Organizations have a responsibility to promote the well-being of their workforce (Grant & Kinman, 2014). As such, an emphasis on practices that align with TIC may be an appropriate response among IDD organizations, particularly given the increased risk of adversity and trauma among people with IDD and DSPs (Isobel, 2016; Keesler, 2018; Wigham & Emerson, 2015). The present study highlights a foundation for TIC in the current utilization of trauma-informed practices with DSPs. However, the extent to which trauma-informed practices are used with people with IDD and the proximal and distal effects of TIC for an entire organization have yet to be fully understood. Nonetheless, from DSPs' perspectives, safety, and empowerment are the principles of TIC that are most strongly noted in organizational practices and likely mirror the broader foci in IDD services. The results of this study suggest a particular need for emphasis on collaboration between leadership and DSPs, should organizations consider initiatives to adopt or promote trauma-informed practices.

Recent research has suggested that the principles of TIC are strongly correlated and supported by a common factor. As such, progress in one domain will likely lead to enhancement in others (Hales, Kusmaul, & Nochajski, 2017). This is an important consideration as organizational change can be a daunting task. As organizations move forward with becoming trauma-informed, they might strategize their efforts and focus on aspects of TIC—such as collaboration between leadership and DSPs—at a given time. By doing so, the process of becoming trauma-informed becomes more manageable for organizations that might otherwise be overwhelmed by daily operations.
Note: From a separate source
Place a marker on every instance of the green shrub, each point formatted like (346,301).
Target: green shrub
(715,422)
Motivation and readiness to adopt TIC are critical to the success of organizational change efforts and have been significantly correlated with persons' attitudes toward TIC (Marvin & Robinson, 2018). Providing persons at all levels of an organization, particularly leadership, with education on TIC and its benefits for individuals receiving services and those providing them can be an essential strategy to increase personnel buy-in (Marvin & Robinson, 2018). Additional factors to consider, include: prioritization of TIC by leadership, providing ongoing training and supervision to staff, assessing and reviewing data for ongoing improvement, aligning policies and practices within a trauma-informed framework, and interprofessional and interorganizational collaboration and sharing of information (Bryson et al., 2017; Hanson & Lang, 2016).

Given the challenges with recruitment of prospective DSPs, it is prudent for organizations to do what they can to retain DSPs once they hire them. Although the full impact of TIC has yet to be realized and additional research is needed to more rigorously define and evaluate its efficacy (Becker-Blease, 2017), it may be important to consider how TIC might be part of the solution to the historic and ongoing struggle with DSP burnout and turnover.